[EPIC] S3 multi-tenancy

[chibenwa]

Why?

Multitenancy is today hard coded for the PG implementation as distinct buckets.

Two concerns here:

• This approach is not scaling on top of OVH: [Crash test] [RLS] [PGSQL] [OVH] handling many domains #5177
• Actual encoding of the tenant onto S3 shall not be a Postgres concern. The way to encode a tenant onto the blob store shall be a blob store concern!'

That way blbostore could implement different isolation strategies for tenants (configurable):

• buckets as today - good for few tenants after all.
• distinct prefixes
• AES key derivation CF [EPIC] S3: support SSE-C #5262

Note that AES SSE-C isollation strategy cannot be applied with deduplication as several tenants might store the same blob and override each other keys.

How?

Refactor existing API

Refactor API of the blobstore:

Create a new pojo record Tenant(String name)
Create a new pojo record Bucket(BucketName name, Optional<Tenant> tenant)
Add methds for BlobStore and BlobStoreDAO passing Bucket and BlobId), provide default methods for Bucketname supplying a Bucket with no tenant.

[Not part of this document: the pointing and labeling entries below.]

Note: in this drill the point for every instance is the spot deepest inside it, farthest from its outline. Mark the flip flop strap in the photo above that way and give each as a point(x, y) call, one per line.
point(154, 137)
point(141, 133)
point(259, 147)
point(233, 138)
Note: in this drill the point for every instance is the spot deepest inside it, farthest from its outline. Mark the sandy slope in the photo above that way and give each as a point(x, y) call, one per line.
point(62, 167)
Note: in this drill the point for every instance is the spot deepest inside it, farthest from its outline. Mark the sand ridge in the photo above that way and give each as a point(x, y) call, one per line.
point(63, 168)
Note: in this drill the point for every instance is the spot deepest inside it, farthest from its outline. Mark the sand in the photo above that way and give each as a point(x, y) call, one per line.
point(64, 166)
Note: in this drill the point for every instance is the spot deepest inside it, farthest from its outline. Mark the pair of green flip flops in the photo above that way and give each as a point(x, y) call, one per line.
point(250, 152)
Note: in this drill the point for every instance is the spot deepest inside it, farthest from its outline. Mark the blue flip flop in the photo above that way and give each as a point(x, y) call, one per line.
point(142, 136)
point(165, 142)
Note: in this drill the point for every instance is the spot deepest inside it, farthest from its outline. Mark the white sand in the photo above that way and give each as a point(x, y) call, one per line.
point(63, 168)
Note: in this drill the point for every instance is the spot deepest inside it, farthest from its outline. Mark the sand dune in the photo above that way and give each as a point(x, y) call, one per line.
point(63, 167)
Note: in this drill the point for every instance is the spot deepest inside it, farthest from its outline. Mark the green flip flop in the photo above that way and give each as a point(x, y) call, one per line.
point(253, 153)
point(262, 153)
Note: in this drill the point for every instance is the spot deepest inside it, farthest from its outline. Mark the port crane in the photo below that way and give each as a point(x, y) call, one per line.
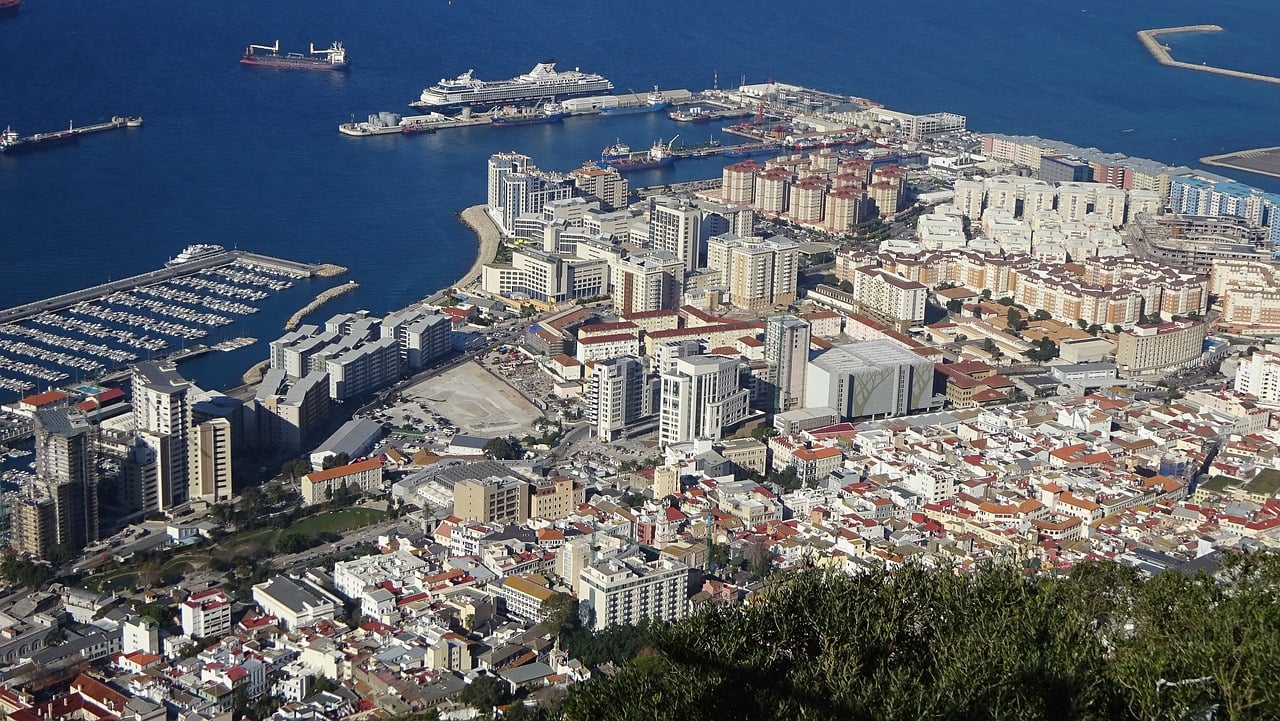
point(274, 49)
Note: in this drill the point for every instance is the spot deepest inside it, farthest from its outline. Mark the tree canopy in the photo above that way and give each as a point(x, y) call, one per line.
point(912, 644)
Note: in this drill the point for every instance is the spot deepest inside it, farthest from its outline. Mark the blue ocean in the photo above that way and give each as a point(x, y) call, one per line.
point(251, 156)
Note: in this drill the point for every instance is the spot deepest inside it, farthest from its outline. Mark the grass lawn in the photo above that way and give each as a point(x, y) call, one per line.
point(337, 521)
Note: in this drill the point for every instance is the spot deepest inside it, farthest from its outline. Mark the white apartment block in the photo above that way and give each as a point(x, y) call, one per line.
point(890, 297)
point(626, 591)
point(699, 398)
point(759, 273)
point(1258, 375)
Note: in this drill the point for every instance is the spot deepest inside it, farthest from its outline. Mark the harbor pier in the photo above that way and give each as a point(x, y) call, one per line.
point(1151, 40)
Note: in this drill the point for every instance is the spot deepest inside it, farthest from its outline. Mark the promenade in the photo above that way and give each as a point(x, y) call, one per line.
point(1150, 39)
point(478, 219)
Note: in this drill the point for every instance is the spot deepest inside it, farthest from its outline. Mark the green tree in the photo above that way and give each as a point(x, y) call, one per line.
point(295, 469)
point(558, 612)
point(502, 448)
point(336, 460)
point(484, 694)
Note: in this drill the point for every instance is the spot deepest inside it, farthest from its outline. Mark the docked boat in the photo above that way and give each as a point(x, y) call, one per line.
point(654, 101)
point(334, 58)
point(657, 156)
point(512, 117)
point(12, 142)
point(691, 115)
point(193, 252)
point(538, 85)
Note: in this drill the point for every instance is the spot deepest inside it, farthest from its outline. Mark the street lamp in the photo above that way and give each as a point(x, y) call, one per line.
point(1203, 713)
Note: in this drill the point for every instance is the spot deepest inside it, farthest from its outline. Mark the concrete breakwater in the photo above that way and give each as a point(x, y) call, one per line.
point(325, 296)
point(1150, 39)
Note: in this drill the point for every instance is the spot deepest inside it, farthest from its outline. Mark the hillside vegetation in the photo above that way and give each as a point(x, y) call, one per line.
point(915, 644)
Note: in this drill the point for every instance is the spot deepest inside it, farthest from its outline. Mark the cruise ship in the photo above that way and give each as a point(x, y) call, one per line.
point(544, 82)
point(197, 251)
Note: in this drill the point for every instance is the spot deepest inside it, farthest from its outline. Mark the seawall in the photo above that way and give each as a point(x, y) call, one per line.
point(478, 219)
point(1161, 54)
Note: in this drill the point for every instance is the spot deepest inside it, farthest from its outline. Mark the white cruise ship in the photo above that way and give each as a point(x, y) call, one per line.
point(197, 251)
point(544, 82)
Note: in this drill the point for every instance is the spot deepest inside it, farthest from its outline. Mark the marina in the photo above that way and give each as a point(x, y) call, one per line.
point(97, 332)
point(1151, 40)
point(1262, 160)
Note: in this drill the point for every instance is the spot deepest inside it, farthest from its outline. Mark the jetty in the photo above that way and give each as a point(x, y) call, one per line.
point(1261, 160)
point(168, 273)
point(325, 296)
point(1151, 40)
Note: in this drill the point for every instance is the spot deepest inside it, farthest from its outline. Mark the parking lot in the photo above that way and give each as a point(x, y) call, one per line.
point(476, 402)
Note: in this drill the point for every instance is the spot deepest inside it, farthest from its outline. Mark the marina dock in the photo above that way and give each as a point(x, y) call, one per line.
point(176, 313)
point(18, 314)
point(1151, 40)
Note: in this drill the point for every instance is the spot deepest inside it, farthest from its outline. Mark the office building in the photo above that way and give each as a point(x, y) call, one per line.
point(211, 460)
point(786, 348)
point(888, 297)
point(700, 398)
point(869, 378)
point(675, 227)
point(1258, 375)
point(759, 273)
point(357, 478)
point(647, 282)
point(206, 614)
point(618, 396)
point(161, 414)
point(296, 602)
point(630, 589)
point(1150, 350)
point(502, 500)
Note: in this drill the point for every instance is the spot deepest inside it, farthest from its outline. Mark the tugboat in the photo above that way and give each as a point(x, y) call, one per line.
point(332, 59)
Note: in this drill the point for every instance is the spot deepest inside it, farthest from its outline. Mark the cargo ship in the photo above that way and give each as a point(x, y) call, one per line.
point(197, 251)
point(657, 156)
point(332, 59)
point(512, 117)
point(544, 82)
point(654, 101)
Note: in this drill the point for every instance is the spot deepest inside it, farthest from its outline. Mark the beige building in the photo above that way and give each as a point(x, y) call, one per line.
point(627, 591)
point(319, 487)
point(888, 297)
point(604, 183)
point(739, 182)
point(1147, 350)
point(759, 273)
point(647, 282)
point(492, 500)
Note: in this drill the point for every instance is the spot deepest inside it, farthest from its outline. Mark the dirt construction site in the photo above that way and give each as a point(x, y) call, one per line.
point(476, 402)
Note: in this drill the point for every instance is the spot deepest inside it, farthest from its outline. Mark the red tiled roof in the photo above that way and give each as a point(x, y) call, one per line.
point(361, 466)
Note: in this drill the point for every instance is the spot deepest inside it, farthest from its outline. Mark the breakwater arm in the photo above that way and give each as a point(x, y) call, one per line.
point(1150, 39)
point(478, 219)
point(325, 296)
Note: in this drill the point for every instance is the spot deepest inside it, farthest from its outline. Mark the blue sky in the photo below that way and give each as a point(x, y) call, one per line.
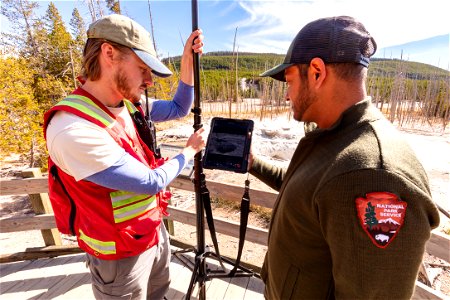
point(269, 26)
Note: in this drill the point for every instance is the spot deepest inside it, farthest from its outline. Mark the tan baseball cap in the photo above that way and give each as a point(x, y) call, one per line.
point(341, 39)
point(124, 31)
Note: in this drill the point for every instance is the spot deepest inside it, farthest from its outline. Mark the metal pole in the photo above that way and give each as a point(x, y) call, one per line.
point(198, 171)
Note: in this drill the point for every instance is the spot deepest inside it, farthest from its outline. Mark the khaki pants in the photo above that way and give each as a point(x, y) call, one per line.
point(145, 276)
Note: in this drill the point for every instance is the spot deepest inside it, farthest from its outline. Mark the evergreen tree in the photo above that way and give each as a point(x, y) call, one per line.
point(20, 14)
point(78, 29)
point(370, 216)
point(21, 117)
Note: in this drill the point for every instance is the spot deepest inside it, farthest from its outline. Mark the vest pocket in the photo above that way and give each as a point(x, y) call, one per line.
point(290, 282)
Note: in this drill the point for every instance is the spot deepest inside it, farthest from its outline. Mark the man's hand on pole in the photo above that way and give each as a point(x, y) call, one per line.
point(193, 44)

Then each blobStore can implement the isolation it wishes - or not!

Memory blobStore DAO multitenancy

Derive a bucketname per tenant within internal storage.

S3

Configuration:

multi-tenancy.mode=none|bucket|ssec|prefix

Definition of done:

• Documentation
• Basic unit tests

bucket

Derive a bucketname per tenant within internal storage. (IE what PG does but done within S3BlobStoreDAO)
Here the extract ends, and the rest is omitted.